SAFER SPACE per giovani queer nei centri giovanili
Incontro ° Scambio e costruzione di comunità ° Empowerment e visibilità
Questo è un progetto pilota, pensato per crescere e diffondersi in tutto l’Alto Adige: incontri regolari in un Safer Space per e con giovani tra i 12 e i 25 anni che si identificano come queer e/o hanno interesse per il tema.
Gli incontri si tengono ogni due settimane all’interno dei centri giovanili e sono accompagnati da una o due persone adulte con competenze specifiche, che fanno parte della comunità queer. Con il Safer Space vogliamo offrirti uno spazio protetto, dove stare insieme con rispetto e dove si lavora anche sulla sensibilizzazione e sulla prevenzione della violenza.

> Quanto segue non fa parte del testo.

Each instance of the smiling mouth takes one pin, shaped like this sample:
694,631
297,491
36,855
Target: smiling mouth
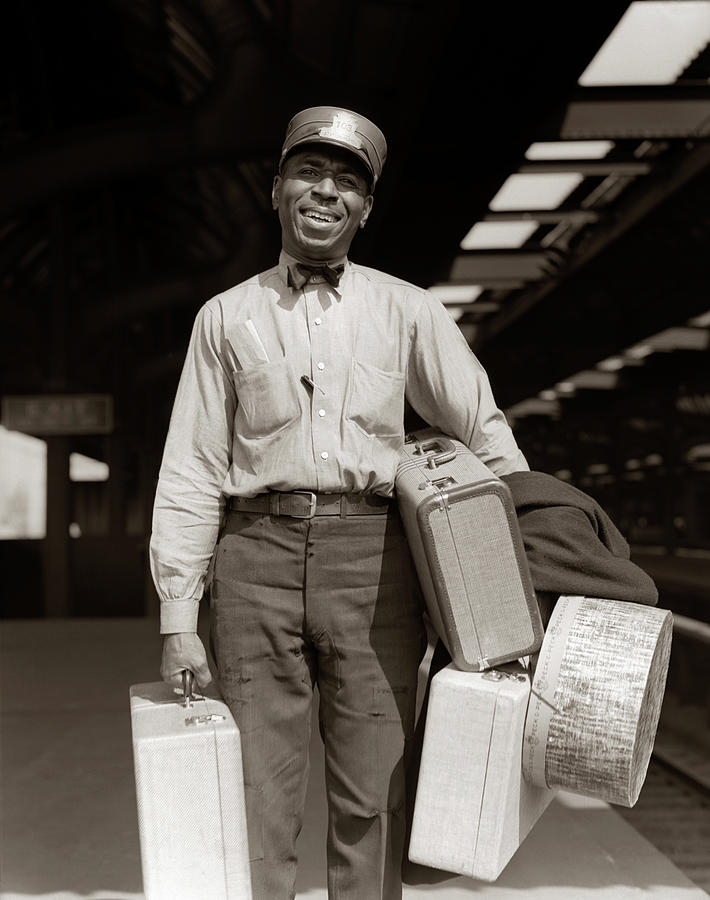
323,218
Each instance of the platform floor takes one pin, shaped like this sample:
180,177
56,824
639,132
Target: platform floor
69,827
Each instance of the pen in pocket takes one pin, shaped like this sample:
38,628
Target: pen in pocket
310,384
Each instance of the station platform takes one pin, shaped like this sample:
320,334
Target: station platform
69,826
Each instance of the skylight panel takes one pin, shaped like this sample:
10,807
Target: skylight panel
456,293
536,191
498,234
569,149
653,42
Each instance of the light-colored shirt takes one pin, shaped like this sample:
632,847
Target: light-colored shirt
287,389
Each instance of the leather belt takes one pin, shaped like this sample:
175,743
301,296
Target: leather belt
306,504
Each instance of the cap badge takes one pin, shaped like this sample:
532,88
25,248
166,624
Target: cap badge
344,129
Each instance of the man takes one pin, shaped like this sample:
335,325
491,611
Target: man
282,452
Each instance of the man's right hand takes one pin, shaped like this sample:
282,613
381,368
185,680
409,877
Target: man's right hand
181,651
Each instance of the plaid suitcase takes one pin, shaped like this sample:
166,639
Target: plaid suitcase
473,808
190,794
464,536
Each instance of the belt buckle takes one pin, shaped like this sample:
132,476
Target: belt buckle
311,509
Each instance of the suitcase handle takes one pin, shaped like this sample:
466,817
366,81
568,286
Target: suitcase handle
187,683
446,448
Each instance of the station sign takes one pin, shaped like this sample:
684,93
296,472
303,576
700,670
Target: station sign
58,414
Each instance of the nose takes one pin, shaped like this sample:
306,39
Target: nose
325,188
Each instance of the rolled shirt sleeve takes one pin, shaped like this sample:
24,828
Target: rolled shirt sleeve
449,389
189,503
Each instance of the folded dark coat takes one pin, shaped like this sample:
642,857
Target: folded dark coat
571,544
573,548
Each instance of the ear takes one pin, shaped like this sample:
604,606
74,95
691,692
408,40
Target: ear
367,208
275,192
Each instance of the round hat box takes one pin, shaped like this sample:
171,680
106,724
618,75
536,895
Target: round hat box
596,698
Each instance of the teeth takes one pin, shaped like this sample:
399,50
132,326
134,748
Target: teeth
319,217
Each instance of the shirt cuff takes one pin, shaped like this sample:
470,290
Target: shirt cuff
178,615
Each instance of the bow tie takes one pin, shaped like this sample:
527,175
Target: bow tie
299,274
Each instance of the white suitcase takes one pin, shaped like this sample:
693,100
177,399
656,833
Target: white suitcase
190,794
473,809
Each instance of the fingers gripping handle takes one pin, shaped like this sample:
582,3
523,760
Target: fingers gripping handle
187,684
444,451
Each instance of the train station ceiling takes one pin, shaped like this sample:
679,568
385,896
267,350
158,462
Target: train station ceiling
555,199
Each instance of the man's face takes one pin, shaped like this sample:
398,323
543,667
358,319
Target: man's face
322,199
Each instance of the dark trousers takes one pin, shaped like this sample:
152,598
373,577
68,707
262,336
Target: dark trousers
334,602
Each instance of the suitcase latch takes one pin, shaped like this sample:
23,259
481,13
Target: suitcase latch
497,675
204,720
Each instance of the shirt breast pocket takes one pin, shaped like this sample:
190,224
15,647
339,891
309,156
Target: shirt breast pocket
376,400
268,401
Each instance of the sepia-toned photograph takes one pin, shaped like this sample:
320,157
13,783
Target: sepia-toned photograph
354,450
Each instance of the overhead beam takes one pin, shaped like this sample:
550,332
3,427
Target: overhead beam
631,208
35,173
501,267
545,216
586,167
643,113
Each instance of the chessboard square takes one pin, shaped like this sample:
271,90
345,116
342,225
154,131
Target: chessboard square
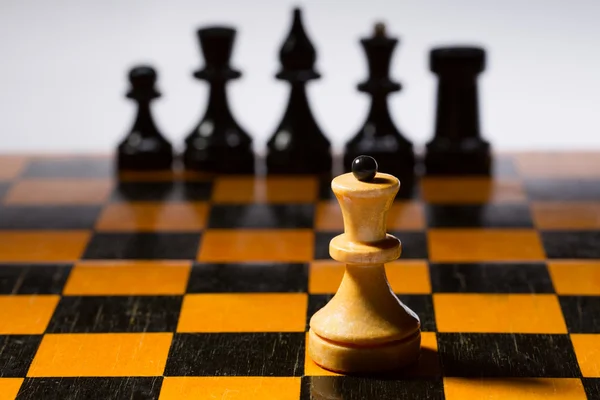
380,388
163,191
101,354
265,190
59,191
143,246
128,278
498,313
587,350
563,189
236,354
250,216
59,388
32,278
153,217
40,246
574,277
248,278
230,388
566,215
491,278
571,244
9,387
472,191
517,388
48,217
227,245
70,167
243,312
582,313
26,314
16,354
477,245
93,314
482,215
506,356
405,277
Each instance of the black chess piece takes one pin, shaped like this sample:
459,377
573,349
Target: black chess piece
218,144
298,145
457,147
379,137
144,148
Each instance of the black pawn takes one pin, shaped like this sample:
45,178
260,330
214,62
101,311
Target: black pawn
379,137
298,145
457,147
144,148
218,144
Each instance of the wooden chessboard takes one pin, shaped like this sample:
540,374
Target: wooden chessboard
175,286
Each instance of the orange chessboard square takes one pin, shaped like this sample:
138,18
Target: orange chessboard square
59,191
243,312
587,350
230,388
153,217
101,354
566,215
405,277
222,245
26,315
472,191
498,313
42,246
514,389
403,215
473,245
123,278
265,190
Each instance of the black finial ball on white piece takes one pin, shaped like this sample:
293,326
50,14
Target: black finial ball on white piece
364,168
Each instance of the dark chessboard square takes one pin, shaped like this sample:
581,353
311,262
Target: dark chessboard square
162,191
581,313
248,278
144,246
490,278
361,388
275,216
507,355
563,189
70,168
116,314
236,354
48,217
571,244
146,388
16,354
33,279
484,215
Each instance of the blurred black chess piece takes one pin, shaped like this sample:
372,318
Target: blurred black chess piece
298,145
144,148
457,147
379,137
218,144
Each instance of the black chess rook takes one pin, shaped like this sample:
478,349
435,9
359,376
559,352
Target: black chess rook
144,148
457,147
298,145
218,144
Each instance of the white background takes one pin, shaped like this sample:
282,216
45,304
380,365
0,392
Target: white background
63,67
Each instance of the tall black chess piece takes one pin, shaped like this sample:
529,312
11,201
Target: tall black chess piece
379,137
298,145
144,148
457,147
218,144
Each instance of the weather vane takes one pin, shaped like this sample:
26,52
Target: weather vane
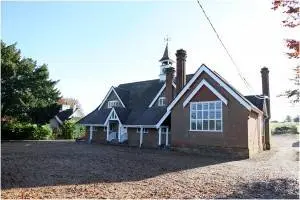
167,39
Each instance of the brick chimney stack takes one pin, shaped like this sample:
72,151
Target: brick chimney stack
180,69
266,92
169,80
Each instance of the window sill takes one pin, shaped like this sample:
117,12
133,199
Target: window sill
203,131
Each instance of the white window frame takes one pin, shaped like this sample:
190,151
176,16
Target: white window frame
145,130
113,115
208,118
113,103
162,101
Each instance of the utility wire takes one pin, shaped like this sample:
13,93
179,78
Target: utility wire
229,55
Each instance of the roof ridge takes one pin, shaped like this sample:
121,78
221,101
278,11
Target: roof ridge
138,82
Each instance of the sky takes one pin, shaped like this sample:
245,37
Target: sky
91,46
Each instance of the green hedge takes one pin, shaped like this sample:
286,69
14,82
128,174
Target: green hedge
71,130
292,129
24,131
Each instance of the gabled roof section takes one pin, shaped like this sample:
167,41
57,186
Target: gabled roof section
203,68
211,88
122,114
112,113
159,93
151,116
96,117
112,89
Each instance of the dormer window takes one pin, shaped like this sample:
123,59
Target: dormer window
113,103
162,101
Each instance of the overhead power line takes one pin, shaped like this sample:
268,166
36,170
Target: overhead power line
227,52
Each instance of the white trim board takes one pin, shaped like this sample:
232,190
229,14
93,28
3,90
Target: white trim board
159,93
107,95
163,119
211,88
201,69
107,119
100,125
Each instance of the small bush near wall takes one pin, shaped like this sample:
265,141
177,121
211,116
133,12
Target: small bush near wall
24,131
71,130
292,129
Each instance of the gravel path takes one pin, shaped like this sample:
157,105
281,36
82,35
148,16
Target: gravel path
70,170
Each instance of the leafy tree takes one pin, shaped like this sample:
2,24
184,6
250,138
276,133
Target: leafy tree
71,130
288,118
26,90
291,9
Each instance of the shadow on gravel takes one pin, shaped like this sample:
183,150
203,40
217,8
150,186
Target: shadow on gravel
273,189
26,164
295,144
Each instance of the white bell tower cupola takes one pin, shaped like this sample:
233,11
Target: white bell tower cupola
166,62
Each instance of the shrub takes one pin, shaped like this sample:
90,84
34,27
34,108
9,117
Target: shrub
71,130
24,131
285,130
43,132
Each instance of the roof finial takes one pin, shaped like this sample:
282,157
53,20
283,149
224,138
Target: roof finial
167,39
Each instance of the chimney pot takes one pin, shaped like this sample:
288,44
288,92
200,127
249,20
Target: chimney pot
169,84
266,92
180,69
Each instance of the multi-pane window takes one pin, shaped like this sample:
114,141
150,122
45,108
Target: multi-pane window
145,130
206,116
162,101
113,103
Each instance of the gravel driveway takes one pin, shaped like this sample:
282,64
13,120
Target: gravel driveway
72,170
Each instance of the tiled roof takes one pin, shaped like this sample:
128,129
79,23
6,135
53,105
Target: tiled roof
95,117
137,96
256,100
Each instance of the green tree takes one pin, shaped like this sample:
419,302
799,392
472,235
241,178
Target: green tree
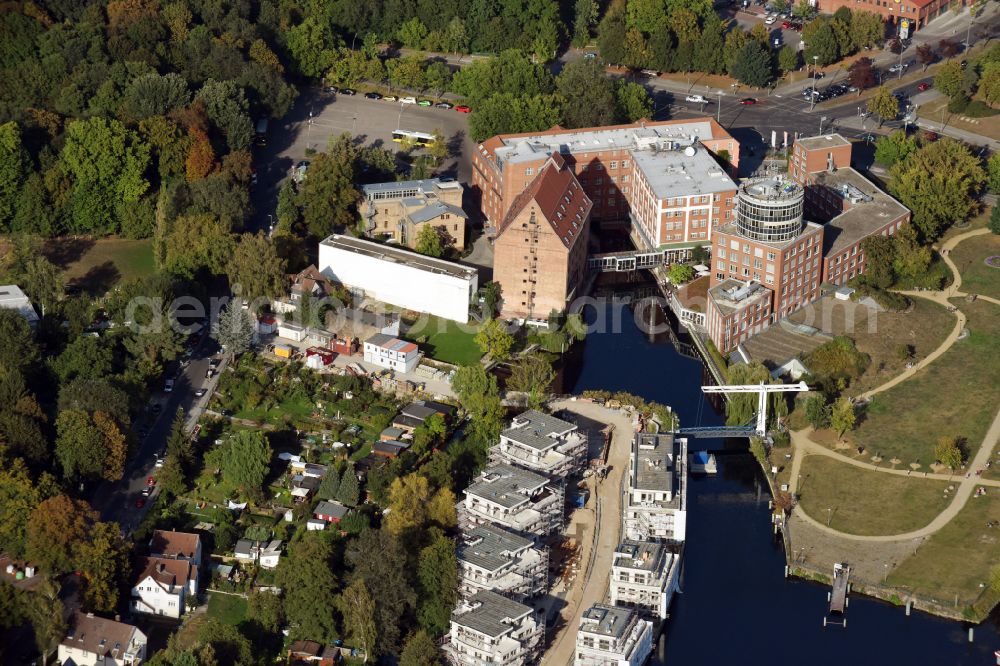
532,374
256,269
884,105
494,340
788,59
753,65
15,165
306,575
680,273
633,101
589,95
349,493
429,241
234,329
421,650
246,460
437,573
358,609
948,453
938,183
894,148
843,416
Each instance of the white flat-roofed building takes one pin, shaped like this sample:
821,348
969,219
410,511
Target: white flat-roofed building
644,577
613,636
400,277
492,630
542,443
656,495
491,558
515,499
392,353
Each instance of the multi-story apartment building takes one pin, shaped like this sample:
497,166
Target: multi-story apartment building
613,636
492,629
491,558
540,251
399,211
542,443
96,641
662,176
515,499
644,576
656,495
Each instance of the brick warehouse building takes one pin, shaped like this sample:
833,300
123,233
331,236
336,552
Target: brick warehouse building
771,261
540,252
663,176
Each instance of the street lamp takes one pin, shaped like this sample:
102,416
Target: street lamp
812,95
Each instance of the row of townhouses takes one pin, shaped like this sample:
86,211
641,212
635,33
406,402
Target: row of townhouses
506,516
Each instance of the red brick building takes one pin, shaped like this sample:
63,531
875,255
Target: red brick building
663,177
540,253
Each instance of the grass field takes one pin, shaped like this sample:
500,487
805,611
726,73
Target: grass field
447,341
227,608
97,265
905,421
859,501
977,277
957,558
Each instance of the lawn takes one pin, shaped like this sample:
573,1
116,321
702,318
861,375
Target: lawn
969,256
446,340
956,559
956,395
97,265
227,608
866,502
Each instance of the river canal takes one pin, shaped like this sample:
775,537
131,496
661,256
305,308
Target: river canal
736,607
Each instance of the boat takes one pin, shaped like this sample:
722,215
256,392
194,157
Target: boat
703,462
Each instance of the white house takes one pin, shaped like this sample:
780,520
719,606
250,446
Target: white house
267,553
515,499
12,298
656,499
541,443
388,352
613,636
163,586
644,577
97,641
399,277
492,629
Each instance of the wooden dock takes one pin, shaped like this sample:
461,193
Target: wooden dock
838,595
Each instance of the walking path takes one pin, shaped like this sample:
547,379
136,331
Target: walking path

Il formato punta inoltre a rafforzare l’autostima, l’identità e la visibilità delle giovani persone queer.
In collaborazione con il centro giovanile Jungle di Merano, con Streetwork Burggrafenamt, con netz Bolzano (OJA) e con altre strutture per giovani, questo progetto pilota crea occasioni di incontro e scambio, con un’attenzione particolare all’intersezionalità e all’inclusione di persone queer, di persone con background migratorio e di persone con disabilità.
Il progetto parte nell’estate 2026 per una prima fase di 12 mesi, con incontri ogni due settimane al centro giovanile Jungle di Merano. È un contributo concreto all’inclusione e alla diversità in Alto Adige e permette alla comunità queer di costruire una rete provinciale attraverso le strutture per giovani.
In futuro i centri giovanili potranno rivolgersi alla cooperativa sociale EKLEKTIKA per richiedere l’organizzazione e la realizzazione di un Safer Space. L’esperienza raccolta in questa fase servirà a mettere a punto il progetto che offriremo in seguito.